Recherche
Chroniques
Ferruccio Busoni – Igor Stravinsky
Arlecchino, oder die Fenster | Arlequin – Pulcinella | Polichinelle
Ferruccio Busoni (1866-1924) fait partie de ces êtres dont la vie semble toute emplie de musique, passée devant une partition, un clavier, une classe ou un orchestre. Fils d'une pianiste et d'un clarinettiste professionnels, il donne avec eux un premier concert à l'âge de sept ans, quelques années avant de faire entendre ses compositions au public viennois. Il enseigne ensuite à travers le monde (Helsinki, Moscou, Weimar, Bâle, Berlin et aux Etats-Unis), formant des élèves tels Arrau, Petri, Varèse, Weill et Wolpe, auréolé de ses rencontres passées avec Brahms, Rubinstein, et Liszt – une de ses références majeures, avec Bach. Directeur de conservatoire à Bologne puis à Zurich, Busoni s'enracine dans le néoclassicisme tout en gardant un œil vers les possibilités à venir (électro-acoustique, microtonalité).
Livret entamé en 1913, Arlecchino, oder die Fenster (Arlequin, ou Les Fenêtres) est un opéra en un acte dont l'auteur achève la musique en 1916, et qui est présenté au Stadttheater de Zurich le 11 mai 1917, en même temps que sa Turandot – bien avant Puccini, lui aussi d'après Gozzi.

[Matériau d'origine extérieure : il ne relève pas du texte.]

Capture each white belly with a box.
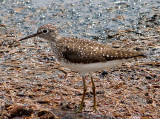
[60,59,132,73]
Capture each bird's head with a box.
[20,24,58,41]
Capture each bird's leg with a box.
[77,76,87,112]
[90,74,97,111]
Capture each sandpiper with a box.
[20,24,146,112]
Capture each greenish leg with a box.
[91,75,97,111]
[77,76,87,112]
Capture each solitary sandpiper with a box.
[20,24,146,112]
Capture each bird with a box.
[19,24,146,112]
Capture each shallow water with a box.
[0,0,160,38]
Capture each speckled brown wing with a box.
[62,39,144,64]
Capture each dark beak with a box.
[19,32,41,41]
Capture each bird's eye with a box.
[42,29,48,34]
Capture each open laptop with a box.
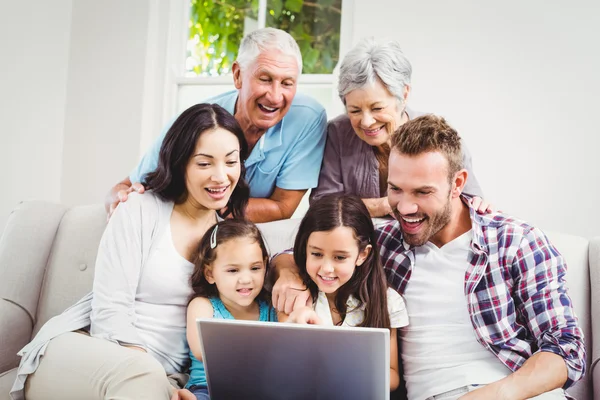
[197,319,390,400]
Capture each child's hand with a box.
[287,307,323,325]
[171,389,196,400]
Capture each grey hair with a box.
[236,28,302,74]
[338,37,412,105]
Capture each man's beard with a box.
[394,193,452,246]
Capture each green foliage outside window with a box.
[186,0,342,76]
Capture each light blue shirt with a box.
[129,90,327,198]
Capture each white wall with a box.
[353,0,600,236]
[61,0,149,205]
[0,0,600,241]
[0,0,72,232]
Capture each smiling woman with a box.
[12,104,249,400]
[311,38,482,217]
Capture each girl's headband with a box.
[210,225,219,249]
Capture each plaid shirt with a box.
[377,197,585,389]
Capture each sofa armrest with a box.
[587,237,600,399]
[0,201,66,320]
[0,299,33,374]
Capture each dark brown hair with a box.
[294,194,390,328]
[391,114,463,182]
[144,104,250,218]
[190,219,270,302]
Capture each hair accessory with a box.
[210,225,219,249]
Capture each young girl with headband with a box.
[179,219,277,400]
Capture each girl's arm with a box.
[186,297,214,361]
[390,328,400,392]
[288,307,323,325]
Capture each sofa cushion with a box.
[34,205,106,335]
[257,218,301,256]
[0,201,66,321]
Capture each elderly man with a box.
[106,28,327,222]
[273,115,585,400]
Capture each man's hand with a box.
[458,382,513,400]
[123,345,147,353]
[287,307,322,325]
[272,266,312,314]
[471,196,494,214]
[171,389,196,400]
[106,178,146,221]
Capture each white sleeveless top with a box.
[400,231,511,400]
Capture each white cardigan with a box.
[10,192,173,400]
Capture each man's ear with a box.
[204,267,215,285]
[452,168,469,198]
[231,61,242,90]
[402,85,410,104]
[356,244,373,266]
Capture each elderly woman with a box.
[311,39,488,217]
[11,104,249,400]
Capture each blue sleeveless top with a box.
[185,297,277,388]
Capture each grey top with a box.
[310,107,483,202]
[11,192,204,400]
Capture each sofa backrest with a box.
[10,203,600,399]
[33,204,106,335]
[33,205,300,335]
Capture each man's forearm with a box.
[464,351,567,400]
[246,198,294,223]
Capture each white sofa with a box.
[0,202,600,400]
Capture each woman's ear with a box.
[356,244,373,267]
[204,265,215,285]
[402,85,410,104]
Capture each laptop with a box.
[197,319,390,400]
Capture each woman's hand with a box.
[171,389,196,400]
[287,307,323,325]
[272,254,312,314]
[471,196,495,214]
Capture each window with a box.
[185,0,342,77]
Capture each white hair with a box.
[236,28,302,74]
[338,37,412,104]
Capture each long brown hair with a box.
[190,219,270,302]
[294,194,390,328]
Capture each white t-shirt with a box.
[314,288,408,328]
[400,231,511,400]
[135,223,194,374]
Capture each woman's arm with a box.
[90,193,158,348]
[186,297,214,361]
[460,140,483,198]
[390,328,400,392]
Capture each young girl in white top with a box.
[280,195,408,390]
[173,219,277,400]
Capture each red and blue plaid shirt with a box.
[377,198,585,389]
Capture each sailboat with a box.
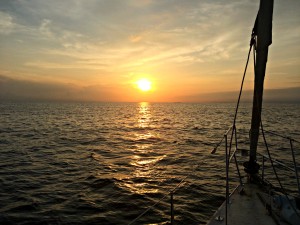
[207,0,300,225]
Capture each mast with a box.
[244,0,274,175]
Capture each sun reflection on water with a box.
[125,102,166,194]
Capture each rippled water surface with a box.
[0,103,300,224]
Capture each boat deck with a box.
[207,184,287,225]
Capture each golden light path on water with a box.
[125,102,166,194]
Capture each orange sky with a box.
[0,0,300,102]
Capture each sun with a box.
[136,78,152,91]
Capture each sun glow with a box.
[136,78,152,91]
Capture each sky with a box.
[0,0,300,102]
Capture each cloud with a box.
[0,75,118,101]
[175,87,300,103]
[0,11,15,34]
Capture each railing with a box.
[129,125,300,225]
[211,126,300,224]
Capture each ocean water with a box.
[0,103,300,224]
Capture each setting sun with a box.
[136,79,151,91]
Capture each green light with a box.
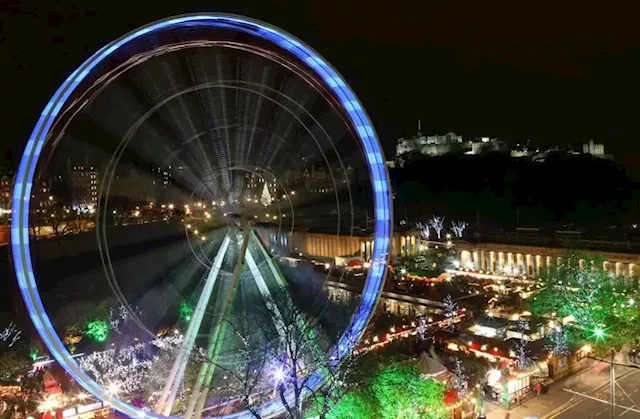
[593,327,605,339]
[85,320,109,342]
[178,300,193,322]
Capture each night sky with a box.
[0,0,640,170]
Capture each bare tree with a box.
[416,223,431,241]
[199,290,356,419]
[451,221,467,237]
[429,215,444,239]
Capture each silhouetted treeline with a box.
[391,153,640,227]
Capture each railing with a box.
[469,233,640,253]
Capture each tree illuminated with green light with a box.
[85,320,109,342]
[531,256,640,350]
[328,360,449,419]
[179,300,193,323]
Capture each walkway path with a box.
[486,362,638,419]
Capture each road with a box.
[554,372,640,419]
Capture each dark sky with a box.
[0,0,640,172]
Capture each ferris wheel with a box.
[11,14,392,418]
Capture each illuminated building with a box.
[69,165,98,209]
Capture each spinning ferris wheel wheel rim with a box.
[11,13,392,417]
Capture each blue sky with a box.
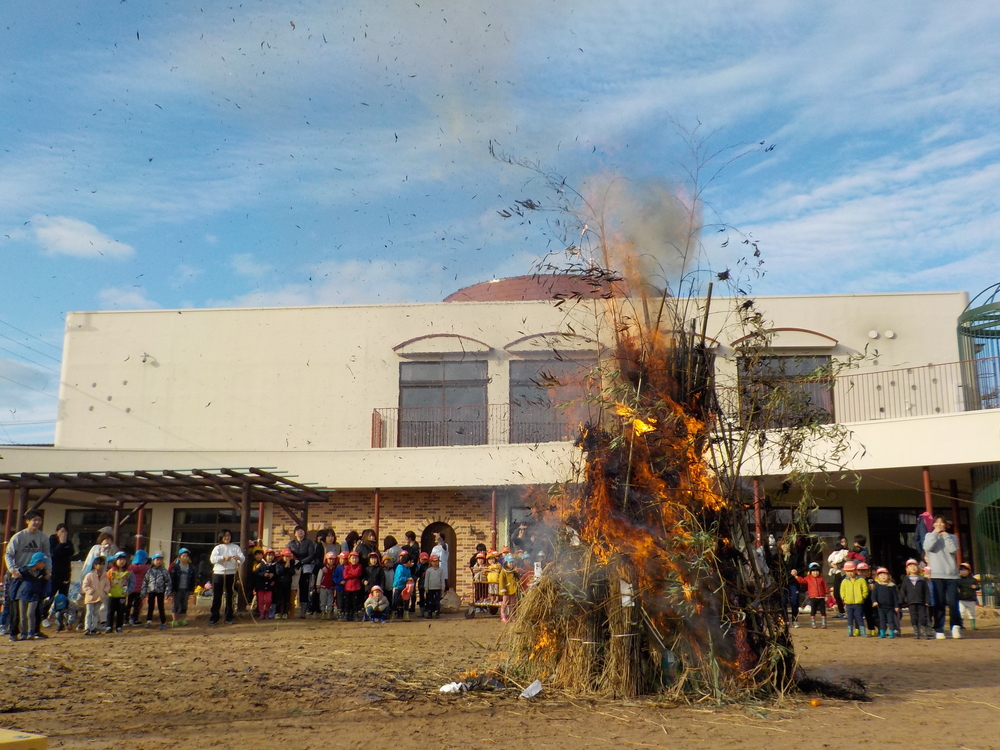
[0,0,1000,442]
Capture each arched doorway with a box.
[420,521,458,589]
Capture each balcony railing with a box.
[372,404,580,448]
[372,357,1000,448]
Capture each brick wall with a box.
[271,490,491,601]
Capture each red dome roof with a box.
[444,273,620,302]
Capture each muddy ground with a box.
[0,615,1000,750]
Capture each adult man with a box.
[3,510,52,640]
[924,516,962,639]
[431,533,451,591]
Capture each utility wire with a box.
[0,320,62,352]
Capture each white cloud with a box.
[31,214,135,258]
[229,253,272,279]
[97,286,160,310]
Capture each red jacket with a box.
[344,563,364,591]
[795,575,830,599]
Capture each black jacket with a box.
[899,575,931,607]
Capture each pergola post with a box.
[948,479,964,565]
[236,482,253,612]
[14,487,31,534]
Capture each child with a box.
[486,550,500,605]
[424,555,444,619]
[252,547,278,620]
[170,547,195,628]
[958,563,979,630]
[792,563,830,630]
[344,552,366,622]
[316,552,337,620]
[365,584,389,622]
[392,549,413,622]
[141,552,170,630]
[840,560,869,638]
[872,568,899,638]
[498,555,518,622]
[11,552,50,641]
[472,552,490,604]
[857,562,878,635]
[125,549,149,625]
[80,555,111,635]
[274,549,295,620]
[106,552,135,633]
[899,558,934,640]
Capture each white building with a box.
[0,278,1000,590]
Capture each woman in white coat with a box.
[208,529,246,625]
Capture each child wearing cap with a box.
[316,552,337,620]
[106,552,134,633]
[344,552,366,622]
[872,568,899,638]
[424,555,444,619]
[170,547,196,628]
[125,549,149,625]
[139,552,170,630]
[958,563,979,630]
[899,558,934,640]
[80,555,111,635]
[273,548,295,620]
[840,560,869,638]
[497,555,518,622]
[392,549,413,622]
[365,584,390,622]
[472,551,490,604]
[792,563,830,630]
[10,551,51,641]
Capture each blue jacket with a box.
[392,565,413,589]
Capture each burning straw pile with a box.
[490,160,794,701]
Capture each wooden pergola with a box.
[0,467,333,568]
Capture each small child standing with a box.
[899,558,934,640]
[958,563,979,630]
[107,552,134,633]
[365,584,390,622]
[872,568,899,638]
[792,563,830,630]
[316,552,337,620]
[840,560,869,638]
[80,555,111,635]
[11,552,51,641]
[424,555,444,619]
[498,555,518,622]
[141,552,170,630]
[170,547,195,628]
[125,549,149,625]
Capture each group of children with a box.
[251,547,446,622]
[791,558,979,639]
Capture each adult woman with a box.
[208,529,246,625]
[288,526,323,620]
[924,516,962,638]
[80,526,119,578]
[49,523,76,595]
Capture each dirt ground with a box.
[0,615,1000,750]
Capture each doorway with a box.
[420,521,458,589]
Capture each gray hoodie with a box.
[924,531,958,579]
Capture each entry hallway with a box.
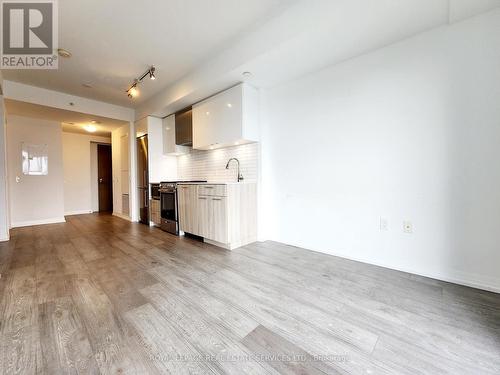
[0,214,500,375]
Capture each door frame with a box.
[96,142,114,212]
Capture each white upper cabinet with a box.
[162,115,191,155]
[193,83,259,150]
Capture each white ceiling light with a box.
[83,124,97,133]
[57,48,71,59]
[126,65,156,98]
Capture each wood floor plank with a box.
[125,304,217,374]
[241,325,343,375]
[0,214,500,375]
[0,266,41,374]
[39,297,99,375]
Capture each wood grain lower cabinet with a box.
[207,197,229,244]
[177,185,199,235]
[178,183,257,249]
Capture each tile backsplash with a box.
[177,143,260,182]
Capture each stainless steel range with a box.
[160,181,207,235]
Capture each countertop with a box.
[177,180,255,185]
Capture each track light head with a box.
[126,65,156,98]
[127,80,139,98]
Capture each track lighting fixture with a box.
[126,66,156,98]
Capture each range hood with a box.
[175,107,193,146]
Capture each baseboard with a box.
[11,216,66,228]
[271,240,500,293]
[113,212,132,221]
[64,210,92,216]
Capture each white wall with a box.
[90,142,98,212]
[7,116,64,227]
[148,117,177,182]
[261,11,500,291]
[0,96,10,241]
[62,133,111,215]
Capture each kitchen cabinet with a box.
[177,185,200,235]
[162,115,191,156]
[178,183,257,249]
[193,83,259,150]
[149,199,161,226]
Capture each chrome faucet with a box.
[226,158,243,182]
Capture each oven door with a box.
[160,191,177,221]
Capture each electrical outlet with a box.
[403,220,413,233]
[380,217,389,232]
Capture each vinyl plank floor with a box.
[0,214,500,375]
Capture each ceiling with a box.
[5,99,128,137]
[2,0,294,107]
[2,0,500,119]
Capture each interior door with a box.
[97,145,113,212]
[137,135,149,225]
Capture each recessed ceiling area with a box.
[5,99,127,137]
[2,0,295,107]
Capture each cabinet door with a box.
[208,197,229,244]
[162,115,176,154]
[193,86,243,149]
[197,195,212,239]
[177,185,200,235]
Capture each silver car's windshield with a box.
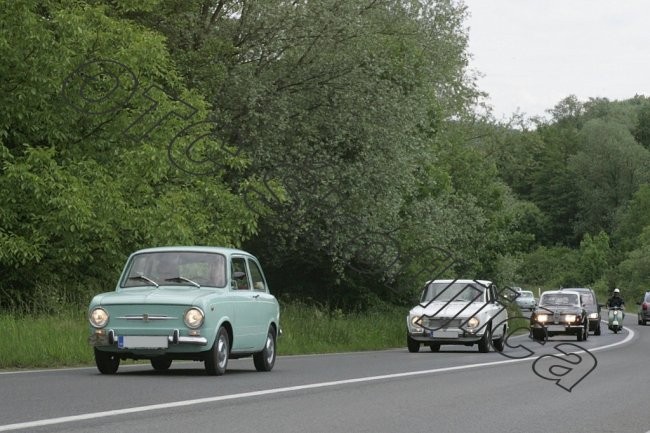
[121,251,226,287]
[421,281,485,303]
[539,293,578,305]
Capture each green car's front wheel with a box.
[94,347,120,374]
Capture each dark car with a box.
[637,292,650,326]
[560,287,603,335]
[530,289,589,341]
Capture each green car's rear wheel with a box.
[205,326,230,376]
[253,327,275,371]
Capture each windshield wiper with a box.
[129,275,158,287]
[165,276,201,289]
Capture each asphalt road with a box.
[0,314,650,433]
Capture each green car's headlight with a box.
[88,307,108,328]
[183,307,205,329]
[467,317,481,329]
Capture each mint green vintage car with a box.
[88,247,281,376]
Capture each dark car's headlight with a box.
[88,307,109,328]
[183,307,205,329]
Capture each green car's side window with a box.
[232,257,250,290]
[248,260,266,292]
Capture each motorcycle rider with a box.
[606,288,625,334]
[606,288,625,308]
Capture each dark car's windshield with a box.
[580,293,596,306]
[121,251,226,287]
[421,281,485,302]
[539,293,578,305]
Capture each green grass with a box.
[0,303,528,369]
[0,304,407,369]
[0,313,93,369]
[278,305,408,355]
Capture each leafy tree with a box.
[614,184,650,251]
[569,119,650,233]
[0,0,257,310]
[128,0,489,308]
[616,226,650,302]
[578,231,610,286]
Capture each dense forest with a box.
[0,0,650,313]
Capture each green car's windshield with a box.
[421,281,485,303]
[539,293,578,306]
[121,251,226,287]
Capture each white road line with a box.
[0,328,634,432]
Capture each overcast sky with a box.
[464,0,650,120]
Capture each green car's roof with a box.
[132,245,252,256]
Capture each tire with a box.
[253,327,275,371]
[406,334,420,353]
[94,348,120,374]
[492,330,506,352]
[205,326,230,376]
[478,327,492,353]
[533,329,546,341]
[151,357,172,371]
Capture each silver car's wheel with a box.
[253,327,275,371]
[478,327,492,353]
[406,335,420,353]
[151,357,172,371]
[205,326,230,376]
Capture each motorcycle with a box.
[607,307,625,334]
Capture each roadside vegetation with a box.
[0,303,407,369]
[0,0,650,367]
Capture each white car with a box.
[406,280,508,353]
[515,290,537,311]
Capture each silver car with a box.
[406,280,508,352]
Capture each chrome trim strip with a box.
[118,314,178,322]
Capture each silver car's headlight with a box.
[183,307,205,329]
[409,315,422,332]
[88,307,109,328]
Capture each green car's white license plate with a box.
[117,335,169,349]
[431,329,458,338]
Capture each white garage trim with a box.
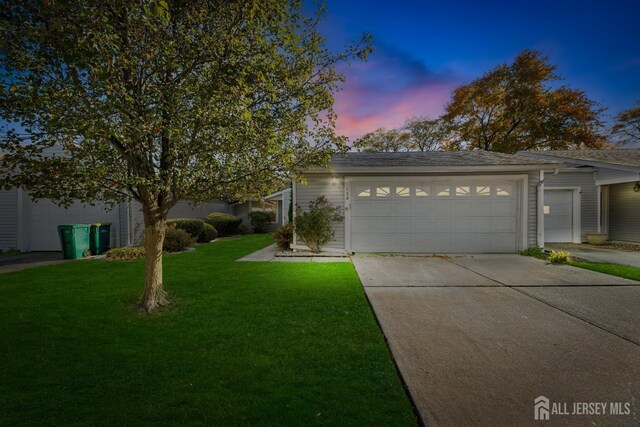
[345,175,529,252]
[542,187,582,243]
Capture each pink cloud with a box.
[334,49,463,140]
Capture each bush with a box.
[167,218,204,238]
[162,225,196,252]
[198,223,218,243]
[273,222,293,250]
[520,246,547,259]
[547,251,571,264]
[249,211,271,233]
[105,246,144,261]
[204,212,242,236]
[294,195,344,252]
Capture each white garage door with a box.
[544,190,573,243]
[350,178,519,253]
[29,199,118,251]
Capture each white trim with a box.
[343,176,352,252]
[291,182,298,252]
[536,171,544,249]
[305,163,565,176]
[596,185,602,233]
[543,184,582,243]
[344,175,528,252]
[16,188,28,252]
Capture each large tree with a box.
[0,0,370,311]
[443,50,606,153]
[611,101,640,144]
[353,128,410,153]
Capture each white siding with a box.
[609,183,640,242]
[544,171,598,241]
[0,188,19,250]
[295,175,344,249]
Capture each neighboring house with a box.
[0,195,229,252]
[229,187,291,231]
[518,148,640,243]
[293,150,563,253]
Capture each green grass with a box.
[0,235,416,426]
[569,261,640,281]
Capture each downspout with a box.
[537,168,559,249]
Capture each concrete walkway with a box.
[352,255,640,426]
[544,243,640,267]
[236,243,351,262]
[0,252,70,273]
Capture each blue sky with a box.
[322,0,640,137]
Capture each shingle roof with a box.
[523,148,640,168]
[331,150,559,169]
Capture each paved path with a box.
[236,243,351,262]
[544,243,640,267]
[0,252,69,273]
[352,255,640,426]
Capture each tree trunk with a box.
[140,215,169,313]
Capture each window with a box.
[435,185,451,197]
[264,201,278,222]
[476,187,491,196]
[356,186,371,197]
[496,185,512,196]
[456,187,471,197]
[416,185,429,197]
[376,187,391,197]
[396,187,411,197]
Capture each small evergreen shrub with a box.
[162,225,196,252]
[520,246,547,259]
[273,222,293,250]
[294,195,344,253]
[167,218,204,238]
[105,246,144,261]
[249,211,271,234]
[198,223,218,243]
[547,251,571,264]
[204,212,242,236]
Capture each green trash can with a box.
[90,222,111,255]
[58,224,91,259]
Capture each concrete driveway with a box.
[353,255,640,426]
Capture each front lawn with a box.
[569,261,640,281]
[0,235,416,425]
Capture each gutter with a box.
[536,168,560,249]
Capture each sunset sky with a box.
[322,0,640,139]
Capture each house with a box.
[517,148,640,243]
[229,187,291,231]
[292,150,564,253]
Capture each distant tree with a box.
[0,0,370,311]
[404,116,450,151]
[611,101,640,145]
[353,128,410,153]
[443,50,606,153]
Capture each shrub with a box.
[105,246,144,261]
[249,211,271,233]
[167,218,204,238]
[294,195,344,252]
[204,212,242,236]
[162,225,196,252]
[547,251,571,264]
[273,222,293,250]
[198,223,218,243]
[520,246,547,259]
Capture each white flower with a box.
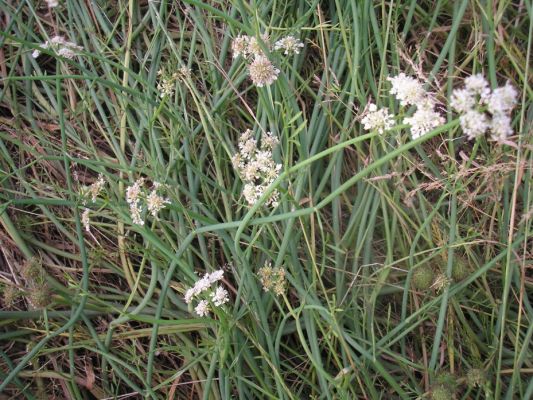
[450,89,477,113]
[246,33,270,57]
[274,36,304,55]
[194,274,211,295]
[387,72,426,106]
[248,56,280,87]
[487,82,518,114]
[361,103,394,134]
[184,287,196,304]
[146,189,170,218]
[459,110,489,139]
[211,286,229,307]
[490,114,513,141]
[130,201,144,226]
[231,35,250,58]
[403,107,444,139]
[194,300,209,317]
[81,208,91,232]
[465,74,490,101]
[89,174,105,203]
[126,178,144,204]
[208,269,224,284]
[232,129,281,207]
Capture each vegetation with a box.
[0,0,533,399]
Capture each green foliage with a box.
[0,0,533,399]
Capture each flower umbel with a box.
[232,129,281,207]
[257,262,287,296]
[248,56,280,87]
[387,72,426,106]
[184,270,229,317]
[361,103,394,134]
[450,74,518,142]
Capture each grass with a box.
[0,0,533,399]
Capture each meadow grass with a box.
[0,0,533,400]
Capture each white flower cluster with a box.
[126,178,170,225]
[387,72,444,139]
[450,74,518,141]
[31,36,83,59]
[231,33,303,87]
[361,103,394,134]
[184,269,229,317]
[81,174,105,232]
[231,129,281,207]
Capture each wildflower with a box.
[31,36,83,59]
[231,35,250,58]
[490,114,513,141]
[450,74,518,142]
[178,65,192,80]
[232,129,281,207]
[431,274,452,292]
[459,110,489,139]
[450,89,476,113]
[130,201,144,226]
[194,300,209,317]
[361,103,394,134]
[146,189,170,218]
[184,269,229,317]
[208,269,224,283]
[246,33,270,57]
[89,174,105,203]
[81,208,91,232]
[387,72,426,106]
[248,56,280,87]
[211,286,229,307]
[257,262,286,296]
[274,36,304,55]
[403,105,444,139]
[157,69,177,98]
[126,178,144,204]
[487,82,518,114]
[184,287,196,304]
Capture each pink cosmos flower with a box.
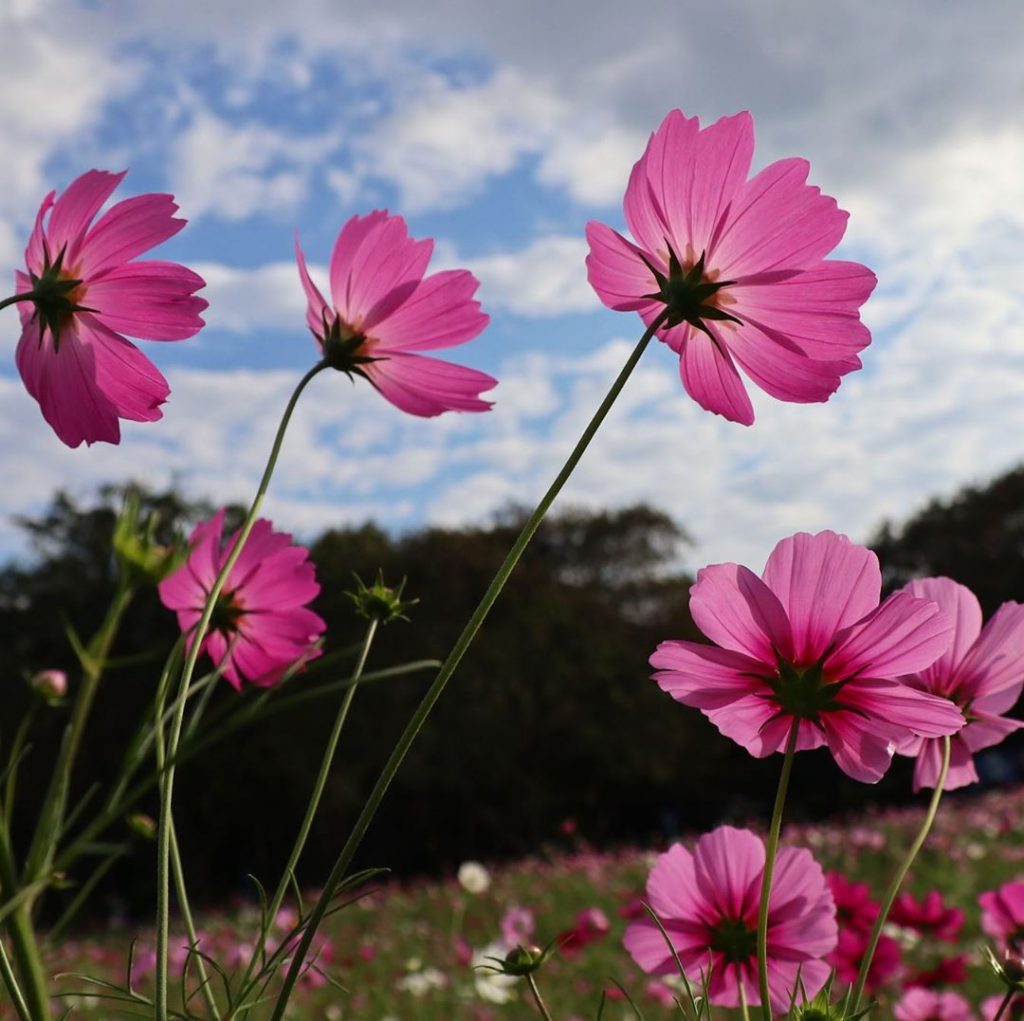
[159,510,325,690]
[893,986,974,1021]
[896,578,1024,791]
[14,170,207,446]
[888,888,965,942]
[650,531,964,782]
[624,826,837,1011]
[587,110,876,425]
[978,880,1024,953]
[295,210,497,417]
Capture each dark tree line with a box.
[0,469,1024,902]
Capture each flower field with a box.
[44,789,1024,1021]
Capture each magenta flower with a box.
[893,986,974,1021]
[888,884,965,942]
[978,880,1024,953]
[624,826,837,1011]
[587,110,876,417]
[14,170,207,446]
[159,510,325,690]
[650,531,964,782]
[295,210,497,417]
[896,578,1024,791]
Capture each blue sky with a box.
[0,0,1024,567]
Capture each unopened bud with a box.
[347,570,420,624]
[29,670,68,706]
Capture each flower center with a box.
[641,243,740,336]
[29,244,92,349]
[210,592,246,635]
[764,660,844,720]
[321,310,380,377]
[711,919,758,965]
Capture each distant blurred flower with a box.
[896,578,1024,791]
[14,170,207,446]
[29,670,68,704]
[650,531,964,782]
[889,890,965,942]
[501,904,534,949]
[587,110,876,425]
[978,880,1024,953]
[893,988,974,1021]
[624,826,837,1011]
[295,210,497,416]
[159,510,325,690]
[458,861,490,893]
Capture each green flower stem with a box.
[25,577,134,883]
[264,309,669,1021]
[992,986,1017,1021]
[758,716,800,1021]
[0,291,36,308]
[0,939,32,1021]
[851,736,951,1014]
[227,618,379,1021]
[526,974,554,1021]
[156,361,328,1021]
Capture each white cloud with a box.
[169,110,336,220]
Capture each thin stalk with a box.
[758,716,800,1021]
[171,819,220,1021]
[852,736,951,1014]
[25,579,133,883]
[526,973,554,1021]
[0,939,32,1021]
[4,695,42,827]
[268,309,668,1021]
[228,618,380,1021]
[156,361,327,1021]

Dans un Bergame du siècle précédent, ce theatralisches Capriccio met en scène Arlecchino successivement en gredin (Allegro molto), en soldat (Allegro assai, ma marziale), en époux (Tempo di minuetto sostenuto) et en conquérant (Allegretto sostenuto). Anarchiste et infidèle, le personnage multiplie les bons tours dans la tradition de la commedia dell'arte, tandis que le musicien s'amuse à parodier les conventions du genre (La Fille du régiment, Tosca, la Symphonie du destin, etc.).
À Bologne, en mars 2007, Lucio Dalla donne au Prologue des allures de happening, annonçant la morale réjouissante délivrée une heure plus tard : « La terre est jeune, l'amour est libre et vous êtes tous des Arlequins ! » (attention : sous-titrage italien et anglais uniquement). Peu avare de grimaces, le comédien Marco Alemanno compose un rôle-titre savoureux et inquiétant, qu'entourent d'excellents chanteurs, dont certains présents dans l'autre ouvrage au programme : le mezzo Sabina Willeit (Colombina ferme et sonore), la basse Maurizio Lo Piccolo (Ser Matteo del Sarto nuancé), le ténor Filippo Adami (Leandro), le baryton Massimiliano Gagliardo (Abbate Cospicuo non dénué d'aigus), et Ugo Guagliardo (Dottor).
Néoclassique lui aussi, le Pulcinella d'Igor Stravinski puise ses emprunts chez Giovanni Battista Pergolesi, mais doit aussi à Gallo, Monza, Parisotti, etc. Créée pour trois voix et un orchestre réduit à Paris, le 15 mai 1920, l'œuvre met en scène un personnage tout aussi marginal qu'Arlecchino. Confronté à un monde dont il ne connaît pas les codes (ici, l'Amérique agressive de la Bourse et des médias), le héros qu'incarne l'énergique Alessandro Rigo retrouve son royaume avec soulagement. Si l'orchestre placé sous la direction de David Agler n'est pas exempt de scories, il joue plaisamment avec la précarité baroque de la corde.